The two-decade-long Mizo rebellion from 1966 to 1986 remains the only conflict in which the Indian government used war planes against its citizens. Few written records exist on the conflict in which the Mizo National Front (MNF) revolted against the government, trying to establish an independent country.
A new book by a former militant in the Mizo National Army (MNA), the armed wing of the MNF, recounts the air bombings and the government’s “grouping” policy, under which villages in what is now Mizoram state were burned and civilians relocated to guarded centres called Protected and Progressive Villages.

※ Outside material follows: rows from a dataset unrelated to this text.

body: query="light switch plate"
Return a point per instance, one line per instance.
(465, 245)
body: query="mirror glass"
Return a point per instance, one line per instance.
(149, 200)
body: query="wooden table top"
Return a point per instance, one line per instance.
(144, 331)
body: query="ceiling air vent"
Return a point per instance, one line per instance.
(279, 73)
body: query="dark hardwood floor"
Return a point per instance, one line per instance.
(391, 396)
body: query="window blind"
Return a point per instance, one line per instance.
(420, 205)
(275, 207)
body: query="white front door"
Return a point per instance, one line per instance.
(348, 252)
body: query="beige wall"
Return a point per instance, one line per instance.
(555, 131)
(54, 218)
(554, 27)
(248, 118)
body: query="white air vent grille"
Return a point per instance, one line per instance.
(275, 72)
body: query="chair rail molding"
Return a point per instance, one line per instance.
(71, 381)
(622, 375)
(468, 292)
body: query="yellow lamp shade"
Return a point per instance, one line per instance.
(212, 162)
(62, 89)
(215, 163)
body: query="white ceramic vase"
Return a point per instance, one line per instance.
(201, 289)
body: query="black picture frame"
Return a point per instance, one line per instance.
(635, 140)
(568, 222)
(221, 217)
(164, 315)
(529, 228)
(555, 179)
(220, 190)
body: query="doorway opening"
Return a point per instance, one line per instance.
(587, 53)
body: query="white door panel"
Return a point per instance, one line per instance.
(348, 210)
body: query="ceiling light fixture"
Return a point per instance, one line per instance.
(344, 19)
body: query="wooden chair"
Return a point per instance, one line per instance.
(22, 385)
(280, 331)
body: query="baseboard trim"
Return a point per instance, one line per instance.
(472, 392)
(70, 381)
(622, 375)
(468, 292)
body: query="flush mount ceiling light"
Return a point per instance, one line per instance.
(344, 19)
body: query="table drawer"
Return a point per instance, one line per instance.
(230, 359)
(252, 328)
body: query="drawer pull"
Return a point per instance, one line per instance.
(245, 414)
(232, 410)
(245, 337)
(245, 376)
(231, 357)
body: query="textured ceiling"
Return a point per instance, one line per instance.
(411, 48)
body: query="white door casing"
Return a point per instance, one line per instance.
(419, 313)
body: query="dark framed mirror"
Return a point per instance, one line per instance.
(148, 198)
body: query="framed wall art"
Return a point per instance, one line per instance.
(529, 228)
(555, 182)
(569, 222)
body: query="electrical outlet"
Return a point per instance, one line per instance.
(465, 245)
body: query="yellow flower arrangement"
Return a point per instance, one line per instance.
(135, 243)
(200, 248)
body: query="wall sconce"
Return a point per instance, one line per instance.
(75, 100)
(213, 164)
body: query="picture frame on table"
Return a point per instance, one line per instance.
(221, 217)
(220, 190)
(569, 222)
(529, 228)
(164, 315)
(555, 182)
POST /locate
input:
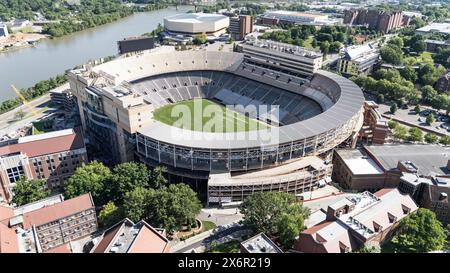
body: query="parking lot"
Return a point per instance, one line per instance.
(441, 124)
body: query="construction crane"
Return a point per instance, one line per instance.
(24, 101)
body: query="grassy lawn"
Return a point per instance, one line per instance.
(228, 247)
(308, 42)
(214, 117)
(208, 225)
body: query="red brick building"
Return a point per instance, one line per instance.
(51, 156)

“Untold Atrocity” by C. Zama deals with incidents in which civilians suffered or were allegedly killed by security forces. The book also assumes significance today because the Armed Forces Special Powers Act (AFSPA), which allowed security forces an almost free hand in arresting or shooting anyone during the insurgency, is still enforced in Jammu and Kashmir and some areas of India’s northeast.

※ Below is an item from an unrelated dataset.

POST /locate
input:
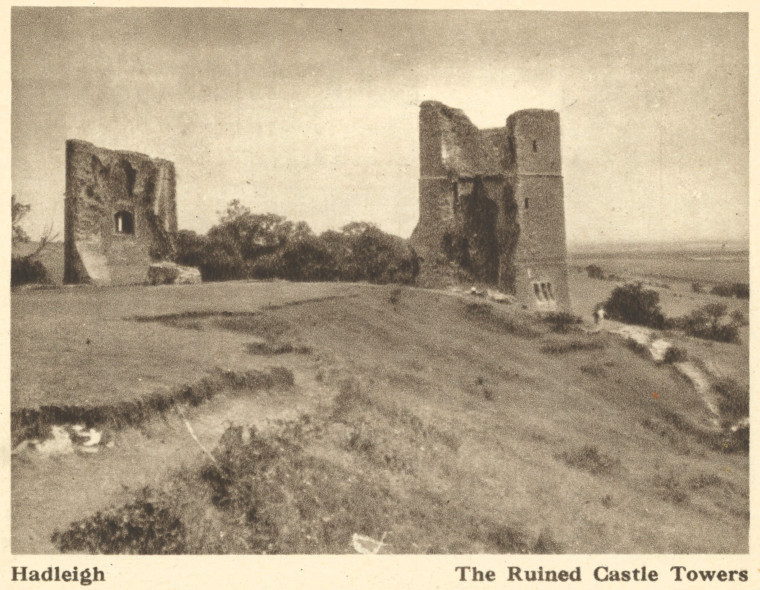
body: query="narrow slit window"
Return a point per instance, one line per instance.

Zama in this interview talks about the almost unlimited powers the army wielded during the insurgency, and why the Mizoram Accord, which is touted as the most successful peace treaty in India, has not been fully implemented.
Q: Tell us about your time as an insurgent?
A: In 1965, before the violence started, I volunteered as a MNA member while studying in high school … I was in Class VIII when the [armed] movement broke out, so I left home and school and we started living in the forest. We traded fire with Indian soldiers many times – in Mizoram and (East) Pakistan, which is present-day Bangladesh.